Pediatric stroke is a stroke that happens in children or adolescents.  Stroke affects about 6 in 100,000 children.

Pediatric stroke causes can and does happen at any age. Stroke is different in children and newborns than it is in adults. Children have hemorrhagic strokes as often as they have ischemic strokes, while adults are more likely to have ischemic strokes. Sixty percent of pediatric strokes occur in boys. Causes of stroke are also different in children than they are in adults.

Types of Strokes

Ischemic

In an ischemic stroke, blood supply to part of the brain is decreased, leading to dysfunction of the brain tissue in that area. There are four reasons why this might happen:

 Thrombosis (obstruction of a blood vessel by a blood clot forming locally)
 Embolism (obstruction due to an embolus from elsewhere in the body, see below),
 Systemic hypoperfusion (general decrease in blood supply, e.g., in shock)
 Venous thrombosis.

Stroke without an obvious explanation is termed "cryptogenic" (of unknown origin); this constitutes 30-40% of all ischemic strokes.

Hemorrhagic

Intracranial hemorrhage is the accumulation of blood anywhere within the skull vault. A distinction is made between intra-axial hemorrhage (blood inside the brain) and extra-axial hemorrhage (blood inside the skull but outside the brain). Intra-axial hemorrhage is due to intraparenchymal hemorrhage or intraventricular hemorrhage (blood in the ventricular system). The main types of extra-axial hemorrhage are epidural hematoma (bleeding between the dura mater and the skull), subdural hematoma (in the subdural space) and subarachnoid hemorrhage (between the arachnoid mater and pia mater).

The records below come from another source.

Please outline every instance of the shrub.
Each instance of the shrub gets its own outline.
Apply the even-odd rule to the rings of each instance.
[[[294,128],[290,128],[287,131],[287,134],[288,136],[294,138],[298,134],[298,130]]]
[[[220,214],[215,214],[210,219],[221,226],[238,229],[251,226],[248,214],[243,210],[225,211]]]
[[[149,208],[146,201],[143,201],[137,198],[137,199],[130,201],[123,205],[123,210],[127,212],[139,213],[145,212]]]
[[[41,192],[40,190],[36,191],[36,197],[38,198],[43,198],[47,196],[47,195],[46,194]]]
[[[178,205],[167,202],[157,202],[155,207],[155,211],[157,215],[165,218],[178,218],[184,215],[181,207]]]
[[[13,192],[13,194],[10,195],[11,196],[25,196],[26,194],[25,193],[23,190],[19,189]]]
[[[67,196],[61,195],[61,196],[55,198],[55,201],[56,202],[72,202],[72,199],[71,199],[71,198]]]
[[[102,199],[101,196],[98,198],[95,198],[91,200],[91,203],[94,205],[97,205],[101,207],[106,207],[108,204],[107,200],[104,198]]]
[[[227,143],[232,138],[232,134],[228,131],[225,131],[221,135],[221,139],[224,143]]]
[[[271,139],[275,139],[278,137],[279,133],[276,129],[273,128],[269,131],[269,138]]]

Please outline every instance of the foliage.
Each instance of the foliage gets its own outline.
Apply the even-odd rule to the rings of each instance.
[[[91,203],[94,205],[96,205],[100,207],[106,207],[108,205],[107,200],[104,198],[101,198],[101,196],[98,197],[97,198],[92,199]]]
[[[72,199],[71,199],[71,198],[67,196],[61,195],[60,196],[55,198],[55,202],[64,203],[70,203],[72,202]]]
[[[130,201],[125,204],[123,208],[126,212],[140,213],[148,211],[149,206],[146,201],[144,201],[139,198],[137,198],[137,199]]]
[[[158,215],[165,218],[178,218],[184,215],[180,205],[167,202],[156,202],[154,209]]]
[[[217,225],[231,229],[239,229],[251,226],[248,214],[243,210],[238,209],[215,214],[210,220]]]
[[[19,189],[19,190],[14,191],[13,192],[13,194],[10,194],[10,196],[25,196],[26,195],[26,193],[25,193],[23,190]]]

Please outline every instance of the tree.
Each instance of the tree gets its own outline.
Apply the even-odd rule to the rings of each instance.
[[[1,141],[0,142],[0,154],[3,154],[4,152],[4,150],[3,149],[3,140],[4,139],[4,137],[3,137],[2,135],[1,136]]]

Most of the hemorrhagic stroke syndromes have specific symptoms (e.g., headache, previous head injury).

Symptoms and signs

Symptoms often include:

 Seizures, especially in newborns
 Keeping one hand in a fist position, especially in infants
 Worsening or sudden headaches
 Sudden difficulty speaking, slurring of words or trouble understanding speech
 Hemiparesis, or a weakness on one side of the body
 Sudden loss of vision or abnormal eye movements
 Sudden loss of balance or trouble walking

Prognosis 
The prognosis for pediatric stroke survivors varies.  The following are some common outcomes:
 Cerebral Palsy (often Hemiplegic Cerebral Palsy/Hemiplegia)
 Epilepsy
 Vision Loss
 Hearing Loss

Treatment of Pediatric Stroke 

 If symptoms of pediatric stroke seizure are seen, the infant should be taken to the hospital immediately for assessment, diagnosis, and treatment.
 Medications and other treatments may be recommended to help treat the symptoms (e.g. to control seizures) or correct the cause of the stroke, such as rehydration, antibiotics for meningitis, and, medication or surgery to correct heart abnormalities.